Now, we are waiting for answer to comment #4.

Best regards. JBF
Comment 13 Cor Nouws 2016-10-13 12:19:07 UTC
@jos: obviously you can point us to the specs right away, so we can read and set to new?

or alternatively:

@mstahl:

(In reply to Jean-Baptiste Faure from comment #12)
> Now, we are waiting for answer to comment #4.

maybe you can confirm right away?
Comment 14 Jos van den Oever 2016-10-13 13:36:55 UTC
The description of space collapsing is given in
  http://docs.oasis-open.org/office/v1.2/os/OpenDocument-v1.2-os-part1.html#a6_1_2White_Space_Characters

Following steps 1, 2, and 3 in the section for the ODF fragment:
  <span>a </span><s/> <span>b</span>
should yield 3 spaces between 'a' and 'b'.

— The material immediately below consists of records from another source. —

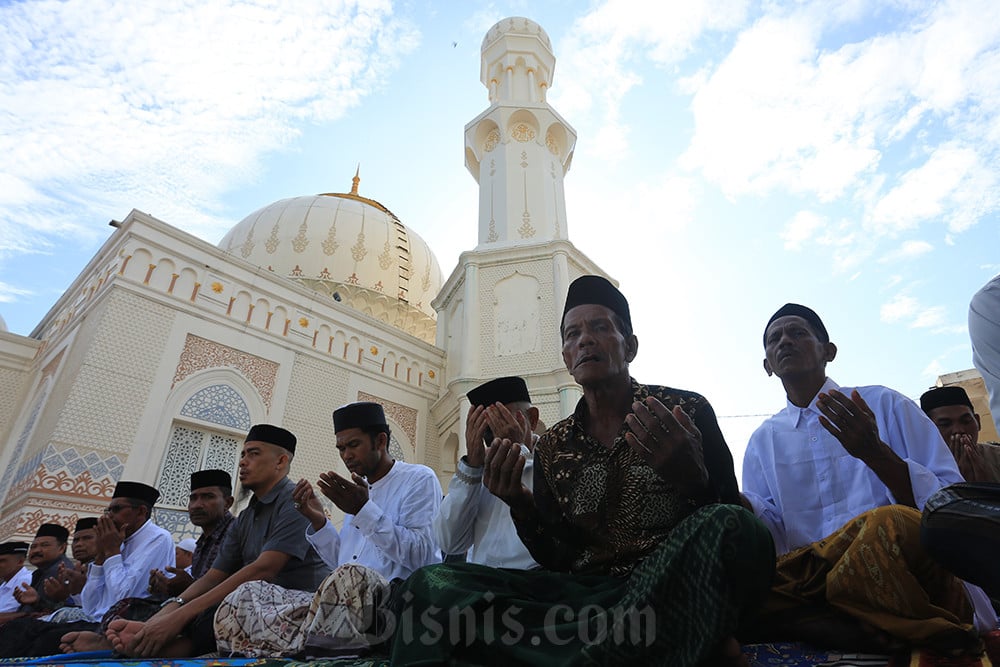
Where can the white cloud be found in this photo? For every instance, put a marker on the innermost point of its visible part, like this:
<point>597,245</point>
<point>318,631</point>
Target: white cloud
<point>908,250</point>
<point>166,107</point>
<point>899,308</point>
<point>9,293</point>
<point>790,109</point>
<point>801,228</point>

There is no rule that says that spaces after <s/> may be ignored.
Comment 15 Michael Stahl (allotropia) 2016-10-13 13:59:04 UTC
thanks for reminding me of this.

apparently nothing changed here between OOo 3.3 and current master.

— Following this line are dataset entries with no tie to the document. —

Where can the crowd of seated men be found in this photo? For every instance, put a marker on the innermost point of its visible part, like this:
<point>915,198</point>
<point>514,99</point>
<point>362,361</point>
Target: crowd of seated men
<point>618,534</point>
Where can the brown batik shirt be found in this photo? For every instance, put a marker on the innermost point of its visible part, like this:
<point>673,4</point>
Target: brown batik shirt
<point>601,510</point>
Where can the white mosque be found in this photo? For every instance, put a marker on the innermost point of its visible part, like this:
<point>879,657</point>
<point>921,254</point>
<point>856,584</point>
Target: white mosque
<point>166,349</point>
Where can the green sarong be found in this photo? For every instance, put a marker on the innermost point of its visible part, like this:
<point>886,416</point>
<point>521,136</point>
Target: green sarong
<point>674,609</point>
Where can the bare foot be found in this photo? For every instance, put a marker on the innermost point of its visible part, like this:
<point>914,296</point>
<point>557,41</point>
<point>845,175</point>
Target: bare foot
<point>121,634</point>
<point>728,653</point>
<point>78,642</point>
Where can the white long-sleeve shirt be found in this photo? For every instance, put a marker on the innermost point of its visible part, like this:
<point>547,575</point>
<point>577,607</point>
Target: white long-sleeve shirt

this is all rather confusing so i'm not quite sure i understand it.

is whitespace directly following <text:s> allowed at all?

6.1.3 <text:s>
The <text:s> element is used to represent the [UNICODE] character “ “ (U+0020, SPACE).
This element shall be used to represent the second and all following “ “ (U+0020, SPACE) characters in a sequence of “ “ (U+0020, SPACE) characters.

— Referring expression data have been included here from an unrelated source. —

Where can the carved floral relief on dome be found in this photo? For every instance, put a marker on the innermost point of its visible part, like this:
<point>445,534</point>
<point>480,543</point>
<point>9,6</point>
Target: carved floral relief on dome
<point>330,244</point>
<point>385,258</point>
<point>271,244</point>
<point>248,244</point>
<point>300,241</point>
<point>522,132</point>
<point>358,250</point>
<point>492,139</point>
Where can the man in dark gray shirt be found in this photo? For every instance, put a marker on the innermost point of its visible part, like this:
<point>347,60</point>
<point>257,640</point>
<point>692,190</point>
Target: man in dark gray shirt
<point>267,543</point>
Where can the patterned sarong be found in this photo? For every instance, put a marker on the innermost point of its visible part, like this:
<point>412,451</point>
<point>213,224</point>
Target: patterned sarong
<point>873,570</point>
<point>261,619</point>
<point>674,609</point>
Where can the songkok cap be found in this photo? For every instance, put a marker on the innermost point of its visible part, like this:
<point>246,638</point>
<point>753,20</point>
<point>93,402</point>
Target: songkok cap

doesn't a space character following the <text:s> violate the "shall" wording above, and it should be something like this?

  <span>a </span><s c="2"/><span>b</span>
  <span>a </span><s/><span><s/>b</span>

or does "sequence" imply there are no opening or closing XML tags between the spaces?

some relevant issues:
https://issues.oasis-open.org/browse/OFFICE-3828
https://issues.oasis-open.org/browse/OFFICE-3706
Comment 16 Jos van den Oever 2016-10-13 15:13:29 UTC
  <span>a </span><s c="2"/><span>b</span>

is the right way to create this document. And one might even claim that 

  <span>a </span><s/> <span>b</span>

is invalid.
But it would still be nice if applications would interpret it the same way.
Comment 17 Michael Stahl (allotropia) 2016-10-14 21:52:53 UTC
fixed on master
Comment 18 Commit Notification 2016-10-14 21:53:29 UTC
Michael Stahl committed a patch related to this issue.
It has been pushed to "master":

http://cgit.freedesktop.org/libreoffice/core/commit/?id=b5b57c677fd7fe9b2594e428c556862df88fca9d

tdf#64038 ODF import: fix handling of space following <text:s>

It will be available in 5.3.0.

The patch should be included in the daily builds available at
http://dev-builds.libreoffice.org/daily/ in the next 24-48 hours. More
information about daily builds can be found at:
http://wiki.documentfoundation.org/Testing_Daily_Builds

Affected users are encouraged to test the fix and report feedback.